Amy Clampitt too has the bird on fire, this time to conjure a more earthly love:
a kingfisher’s burnished plunge, the color
of felicity afire, came glancing like an arrow
through landscapes of untended memory
Other poems celebrate the kingfisher more simply for the delight it brings to anyone lucky enough to see one. The ‘modest halcyon’ seems to stop time for Andrew Marvell writing in 1651, just as it did for Eliot, while across the other side of the world there are numerous portraits of the kingfisher in Chinese poetry. Paul Kroll has made a study of the kingfisher in medieval Chinese verse. Here is his version of a quatrain by Lu Kuei-meng, who died in 881:
Crimson breast and halcyon quills – both riffled and ruffled;
Brushing straight through misty blossoms to light on a slender branch.
The springtime waters gradually swell – fish are easily taken;
Withdrawing not from wind and rain, for long he perches.
If a kingfisher poem is to make it into our Poems for the Earth anthology, it may well be the simple portrait of the bird by ‘supertramp’ poet W.H. Davies, first published in 1910. Like Marvell, Davies praises the bird’s humility in hiding away its beauty in secluded spots, when it could just as easily strut the pristine lawns of any stately home or palace:
Nay, lovely Bird, thou art not vain;
Thou hast no proud, ambitious mind;
I also love a quiet place
That’s green, away from all mankind;
A lonely pool, and let a tree
Sigh with her bosom over me.
Davies writes of an England we can now only imagine: a green land before it was ravaged by sprawling towns and road traffic, before industrialised farming depleted its biodiversity. But even he was being nostalgic and could see this world was changing. Perhaps that’s why I am also drawn to a harsher, less sentimental poem by the Canadian poet Harold Rhenisch, written towards the end of the twentieth century.
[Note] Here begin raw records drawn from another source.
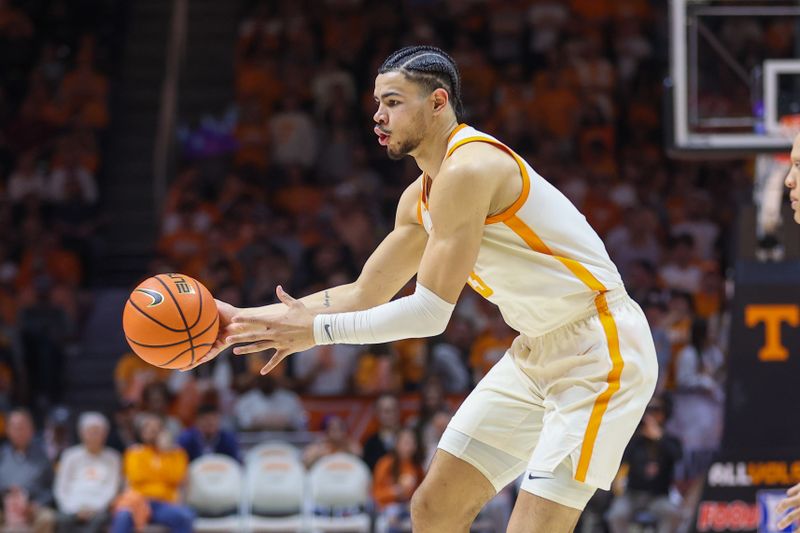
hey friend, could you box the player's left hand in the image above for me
[228,286,316,375]
[776,482,800,529]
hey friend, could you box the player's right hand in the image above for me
[180,299,238,371]
[777,482,800,529]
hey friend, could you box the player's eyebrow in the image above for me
[374,91,403,102]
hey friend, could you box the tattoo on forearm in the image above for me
[323,290,331,308]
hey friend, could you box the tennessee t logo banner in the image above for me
[744,304,799,361]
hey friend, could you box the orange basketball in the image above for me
[122,273,219,369]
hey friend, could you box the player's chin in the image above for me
[794,209,800,224]
[386,146,407,161]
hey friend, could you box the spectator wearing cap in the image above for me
[54,412,120,533]
[177,402,240,462]
[0,408,56,533]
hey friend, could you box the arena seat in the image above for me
[245,440,302,463]
[307,453,371,533]
[245,450,306,532]
[185,454,243,532]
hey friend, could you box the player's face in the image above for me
[786,134,800,224]
[373,72,431,160]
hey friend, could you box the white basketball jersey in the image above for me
[417,125,624,337]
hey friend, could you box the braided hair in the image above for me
[378,46,464,122]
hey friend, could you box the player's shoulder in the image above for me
[441,137,519,182]
[439,141,519,189]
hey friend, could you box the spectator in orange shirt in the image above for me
[469,312,516,382]
[373,428,425,532]
[58,37,109,129]
[114,351,171,405]
[111,413,193,533]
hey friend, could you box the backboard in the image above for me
[669,0,800,156]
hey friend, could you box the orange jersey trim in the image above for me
[444,136,531,224]
[503,216,606,292]
[575,292,625,482]
[448,123,468,144]
[502,215,623,482]
[467,270,494,298]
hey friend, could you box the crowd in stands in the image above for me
[0,0,768,531]
[0,0,118,421]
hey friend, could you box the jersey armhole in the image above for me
[445,137,531,224]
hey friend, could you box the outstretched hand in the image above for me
[777,482,800,529]
[180,299,239,372]
[227,286,317,375]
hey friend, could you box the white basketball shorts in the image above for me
[438,289,658,509]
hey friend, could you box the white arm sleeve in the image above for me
[313,282,455,345]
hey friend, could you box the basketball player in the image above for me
[784,132,800,224]
[774,133,800,530]
[186,46,658,532]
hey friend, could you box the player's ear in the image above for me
[432,88,449,114]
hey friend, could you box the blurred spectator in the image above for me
[18,278,73,408]
[641,296,673,395]
[233,374,305,431]
[668,319,724,484]
[47,150,97,205]
[420,409,451,469]
[42,405,73,463]
[0,409,56,533]
[605,207,662,280]
[428,319,471,393]
[139,382,182,438]
[353,344,402,396]
[113,351,170,405]
[293,344,360,396]
[469,312,516,383]
[54,412,120,533]
[671,190,719,261]
[626,259,664,305]
[178,402,240,462]
[112,413,194,533]
[17,233,83,289]
[659,234,703,294]
[268,95,318,168]
[106,401,137,454]
[302,415,362,468]
[372,428,425,532]
[413,378,451,458]
[581,173,623,238]
[362,394,401,471]
[7,150,46,204]
[607,397,682,533]
[56,37,109,129]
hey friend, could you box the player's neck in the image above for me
[413,120,460,180]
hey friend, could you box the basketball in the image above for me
[122,273,219,369]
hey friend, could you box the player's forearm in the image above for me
[299,283,372,313]
[239,283,375,317]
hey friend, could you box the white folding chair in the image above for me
[185,454,244,532]
[245,441,302,464]
[245,452,306,532]
[307,453,371,533]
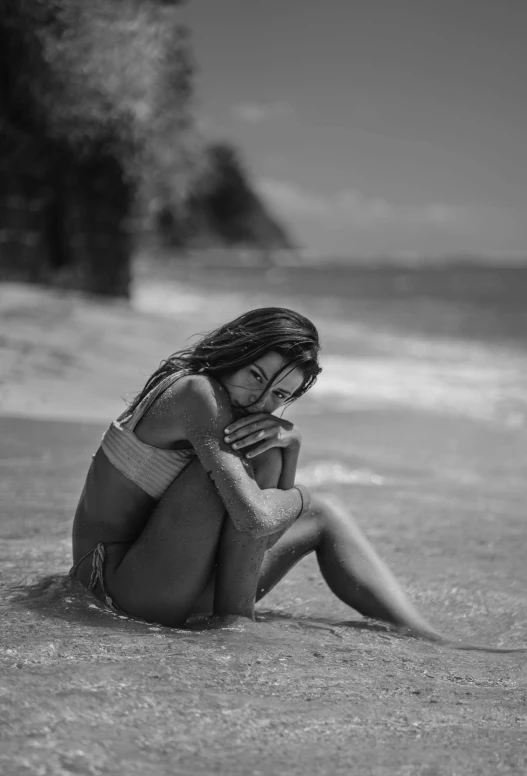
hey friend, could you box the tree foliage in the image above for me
[0,0,196,195]
[0,1,293,257]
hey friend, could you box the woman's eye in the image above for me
[251,370,263,383]
[274,392,285,401]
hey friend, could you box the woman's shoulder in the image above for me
[144,373,231,439]
[165,372,231,416]
[131,372,232,447]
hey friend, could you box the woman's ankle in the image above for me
[213,599,256,620]
[205,613,257,629]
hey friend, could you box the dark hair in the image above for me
[127,307,321,414]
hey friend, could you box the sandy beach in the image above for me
[1,269,527,775]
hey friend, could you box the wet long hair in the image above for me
[127,307,322,414]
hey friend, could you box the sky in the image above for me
[182,1,527,259]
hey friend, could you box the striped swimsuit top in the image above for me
[100,371,195,500]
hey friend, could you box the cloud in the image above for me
[231,101,291,124]
[257,178,464,227]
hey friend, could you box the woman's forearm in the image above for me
[238,443,305,535]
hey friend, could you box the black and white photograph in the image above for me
[1,1,526,774]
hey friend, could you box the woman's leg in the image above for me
[102,449,286,627]
[256,493,442,638]
[101,458,229,626]
[212,447,283,620]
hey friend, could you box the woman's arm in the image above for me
[222,412,302,492]
[180,376,307,538]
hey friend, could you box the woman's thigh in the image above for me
[104,458,227,626]
[190,494,324,617]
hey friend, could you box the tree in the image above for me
[184,142,294,250]
[0,0,196,294]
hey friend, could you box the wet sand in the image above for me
[1,277,527,775]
On his daily drive through a post-industrial suburban landscape along the Okanagan River, the poet meditates on a kingfisher sitting on its perch:
As I swing into the traffic,
the kingfisher is always there,
with his blue crown,
half an hour before dusk,
in the roar of traffic,
staring over huge
rotting piles of milled wood
on the Reserve
The kingfisher is here not found in a secluded, sylvan glade safely ‘away from all mankind’, but by the side of a noisy, busy road running through an industrial waste-land and a ‘Reserve’ for threatened, indigenous human beings… A haunting image of nature on the run.